Getting started with Dgraph tutorials series - 4: Multi-language strings

Welcome to the fourth episode of getting started with Dgraph.

In the previous episode, we learned about Datatypes, Indexing, Filtering, and Reverse traversals in Dgraph.

In this episode, we’ll learn about using multi-language strings and operations on them using the language tags.

Strings and languages

Strings values in Dgraph are of UTF-8 format. Dgraph also supports values for string predicate types in multiple languages. The multi-lingual capability is particularly useful to build features, which requires you to store the same information in multiple languages.

Let’s learn more about them!

Here’s the complimentary video for this blog post. It’ll walk you through the steps of this getting started episode.
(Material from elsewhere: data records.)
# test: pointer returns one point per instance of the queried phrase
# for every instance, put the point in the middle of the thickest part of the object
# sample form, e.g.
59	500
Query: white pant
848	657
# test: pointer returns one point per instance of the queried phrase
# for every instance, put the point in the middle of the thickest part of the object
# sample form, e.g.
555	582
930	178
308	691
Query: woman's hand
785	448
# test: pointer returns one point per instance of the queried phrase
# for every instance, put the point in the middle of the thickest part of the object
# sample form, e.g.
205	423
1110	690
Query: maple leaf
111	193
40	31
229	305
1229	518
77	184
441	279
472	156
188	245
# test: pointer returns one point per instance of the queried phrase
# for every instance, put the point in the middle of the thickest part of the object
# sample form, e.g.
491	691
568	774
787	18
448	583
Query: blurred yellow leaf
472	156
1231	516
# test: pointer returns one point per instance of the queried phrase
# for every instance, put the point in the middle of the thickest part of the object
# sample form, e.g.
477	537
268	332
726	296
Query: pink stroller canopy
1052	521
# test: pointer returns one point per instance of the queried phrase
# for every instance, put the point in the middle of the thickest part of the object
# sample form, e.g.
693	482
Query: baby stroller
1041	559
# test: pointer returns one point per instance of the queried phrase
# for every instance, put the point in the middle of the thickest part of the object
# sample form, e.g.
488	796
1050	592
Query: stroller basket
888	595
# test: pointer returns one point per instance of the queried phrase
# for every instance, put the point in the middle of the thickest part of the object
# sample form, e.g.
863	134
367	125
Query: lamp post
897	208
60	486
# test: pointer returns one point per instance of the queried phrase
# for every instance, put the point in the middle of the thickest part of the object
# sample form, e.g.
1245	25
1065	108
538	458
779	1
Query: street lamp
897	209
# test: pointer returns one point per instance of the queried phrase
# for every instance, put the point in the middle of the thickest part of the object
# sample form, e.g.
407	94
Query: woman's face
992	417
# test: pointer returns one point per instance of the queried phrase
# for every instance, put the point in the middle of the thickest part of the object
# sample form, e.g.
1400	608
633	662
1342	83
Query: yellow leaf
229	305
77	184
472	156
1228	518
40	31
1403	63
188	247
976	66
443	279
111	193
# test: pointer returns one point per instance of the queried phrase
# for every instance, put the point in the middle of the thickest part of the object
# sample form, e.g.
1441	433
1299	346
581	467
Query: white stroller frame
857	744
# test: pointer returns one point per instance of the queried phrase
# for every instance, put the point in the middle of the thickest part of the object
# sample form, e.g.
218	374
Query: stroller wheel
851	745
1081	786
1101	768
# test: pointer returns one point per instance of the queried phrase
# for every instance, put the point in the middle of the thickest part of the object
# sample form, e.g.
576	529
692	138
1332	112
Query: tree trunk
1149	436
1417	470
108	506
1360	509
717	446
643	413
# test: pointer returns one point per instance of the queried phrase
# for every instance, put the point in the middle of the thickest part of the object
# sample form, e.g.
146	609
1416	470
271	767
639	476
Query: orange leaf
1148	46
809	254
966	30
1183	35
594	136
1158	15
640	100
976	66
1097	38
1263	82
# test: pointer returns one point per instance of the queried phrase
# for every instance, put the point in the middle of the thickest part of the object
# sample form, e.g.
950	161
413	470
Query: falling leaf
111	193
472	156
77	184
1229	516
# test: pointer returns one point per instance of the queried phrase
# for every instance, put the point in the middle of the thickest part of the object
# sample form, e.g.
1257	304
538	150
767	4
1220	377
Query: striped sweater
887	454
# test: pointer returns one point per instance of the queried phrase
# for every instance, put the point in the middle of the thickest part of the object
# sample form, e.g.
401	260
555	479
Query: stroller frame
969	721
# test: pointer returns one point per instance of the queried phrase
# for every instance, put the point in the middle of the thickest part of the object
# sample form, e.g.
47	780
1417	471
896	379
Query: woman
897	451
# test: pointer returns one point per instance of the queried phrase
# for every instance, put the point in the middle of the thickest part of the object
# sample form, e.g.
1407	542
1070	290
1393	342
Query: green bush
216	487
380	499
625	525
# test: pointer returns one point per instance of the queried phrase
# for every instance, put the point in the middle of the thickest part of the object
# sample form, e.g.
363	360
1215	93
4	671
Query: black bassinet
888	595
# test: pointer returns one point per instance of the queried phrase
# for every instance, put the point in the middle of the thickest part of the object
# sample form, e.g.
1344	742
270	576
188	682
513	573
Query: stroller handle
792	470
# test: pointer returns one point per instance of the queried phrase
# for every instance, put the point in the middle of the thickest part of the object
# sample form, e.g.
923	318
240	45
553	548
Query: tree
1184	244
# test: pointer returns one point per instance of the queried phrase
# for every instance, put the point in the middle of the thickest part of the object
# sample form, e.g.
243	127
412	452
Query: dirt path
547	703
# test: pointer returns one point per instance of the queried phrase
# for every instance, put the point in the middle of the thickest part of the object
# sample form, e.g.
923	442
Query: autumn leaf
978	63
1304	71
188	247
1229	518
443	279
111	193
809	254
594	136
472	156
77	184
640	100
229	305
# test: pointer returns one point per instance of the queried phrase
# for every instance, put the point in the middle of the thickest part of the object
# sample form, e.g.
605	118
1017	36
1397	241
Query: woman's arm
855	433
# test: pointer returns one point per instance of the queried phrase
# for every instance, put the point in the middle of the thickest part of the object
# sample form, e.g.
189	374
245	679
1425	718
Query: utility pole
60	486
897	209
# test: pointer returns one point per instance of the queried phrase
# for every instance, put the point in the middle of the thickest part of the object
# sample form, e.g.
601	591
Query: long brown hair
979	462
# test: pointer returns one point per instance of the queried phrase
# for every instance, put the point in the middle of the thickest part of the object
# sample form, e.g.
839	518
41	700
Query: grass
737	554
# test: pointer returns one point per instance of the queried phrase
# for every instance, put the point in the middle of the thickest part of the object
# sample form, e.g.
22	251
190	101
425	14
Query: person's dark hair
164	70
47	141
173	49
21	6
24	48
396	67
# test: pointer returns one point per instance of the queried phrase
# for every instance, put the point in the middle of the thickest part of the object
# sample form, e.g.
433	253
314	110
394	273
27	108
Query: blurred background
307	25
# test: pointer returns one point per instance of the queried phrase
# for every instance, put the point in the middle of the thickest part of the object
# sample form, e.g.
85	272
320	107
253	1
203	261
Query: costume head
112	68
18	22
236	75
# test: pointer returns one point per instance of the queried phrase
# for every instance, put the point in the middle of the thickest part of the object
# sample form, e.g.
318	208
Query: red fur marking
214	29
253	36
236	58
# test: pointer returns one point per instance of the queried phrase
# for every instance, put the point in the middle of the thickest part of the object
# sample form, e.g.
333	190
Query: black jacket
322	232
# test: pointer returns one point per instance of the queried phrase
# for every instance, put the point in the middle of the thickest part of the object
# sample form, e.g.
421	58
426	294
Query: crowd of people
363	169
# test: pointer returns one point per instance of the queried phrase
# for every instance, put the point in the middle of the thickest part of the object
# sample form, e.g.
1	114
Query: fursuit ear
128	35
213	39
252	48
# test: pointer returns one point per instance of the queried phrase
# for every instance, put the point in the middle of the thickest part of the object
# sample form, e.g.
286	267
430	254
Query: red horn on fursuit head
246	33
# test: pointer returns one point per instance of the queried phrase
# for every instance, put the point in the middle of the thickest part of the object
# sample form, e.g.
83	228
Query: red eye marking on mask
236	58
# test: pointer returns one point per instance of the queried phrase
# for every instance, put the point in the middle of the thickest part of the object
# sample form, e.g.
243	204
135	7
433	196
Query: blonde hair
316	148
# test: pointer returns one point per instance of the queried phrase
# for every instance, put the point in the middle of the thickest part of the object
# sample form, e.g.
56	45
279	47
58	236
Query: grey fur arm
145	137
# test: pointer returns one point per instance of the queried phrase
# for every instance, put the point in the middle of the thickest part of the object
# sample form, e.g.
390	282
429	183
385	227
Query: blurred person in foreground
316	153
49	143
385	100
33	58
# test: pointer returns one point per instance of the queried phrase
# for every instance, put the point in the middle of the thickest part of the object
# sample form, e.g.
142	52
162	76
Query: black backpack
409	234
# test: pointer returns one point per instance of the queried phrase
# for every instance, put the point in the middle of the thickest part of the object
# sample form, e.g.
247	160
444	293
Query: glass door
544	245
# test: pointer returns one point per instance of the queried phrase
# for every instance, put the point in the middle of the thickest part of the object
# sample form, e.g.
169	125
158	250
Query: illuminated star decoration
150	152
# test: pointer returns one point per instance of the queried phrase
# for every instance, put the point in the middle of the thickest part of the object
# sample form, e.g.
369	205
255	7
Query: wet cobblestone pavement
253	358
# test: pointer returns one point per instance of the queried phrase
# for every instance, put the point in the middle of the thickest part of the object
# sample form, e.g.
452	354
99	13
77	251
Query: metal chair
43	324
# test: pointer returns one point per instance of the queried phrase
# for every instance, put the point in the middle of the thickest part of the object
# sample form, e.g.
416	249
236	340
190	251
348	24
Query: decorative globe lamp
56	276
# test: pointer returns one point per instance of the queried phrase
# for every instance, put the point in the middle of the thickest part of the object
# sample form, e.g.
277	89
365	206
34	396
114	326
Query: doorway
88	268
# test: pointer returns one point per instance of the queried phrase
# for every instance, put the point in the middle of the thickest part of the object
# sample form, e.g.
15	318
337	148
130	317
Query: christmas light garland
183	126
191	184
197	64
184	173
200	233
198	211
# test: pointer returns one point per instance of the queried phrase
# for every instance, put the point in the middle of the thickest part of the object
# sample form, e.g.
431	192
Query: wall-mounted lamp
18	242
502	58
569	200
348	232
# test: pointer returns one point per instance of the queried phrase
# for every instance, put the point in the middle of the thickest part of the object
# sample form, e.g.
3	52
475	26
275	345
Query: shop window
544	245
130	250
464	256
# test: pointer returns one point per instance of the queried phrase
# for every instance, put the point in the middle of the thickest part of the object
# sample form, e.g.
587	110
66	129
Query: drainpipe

Let’s start with building a simple food review Graph. Here’s the Graph model. model

The above Graph has three entities: Food, Comment, and Country.

The nodes in the Graph represent these entities.

For the rest of the tutorial, let’s call the node representing a food item as a food node. The node representing a review comment as a review node, and the node representing the country of origin as a country node.

Here’s the relationship between them:

  • Every food item is connected to its reviews via the review edge.
  • Every food item is connected to its country of origin via the origin edge.

Let’s add some reviews for some fantastic dishes!

How about spicing it up a bit before we do that?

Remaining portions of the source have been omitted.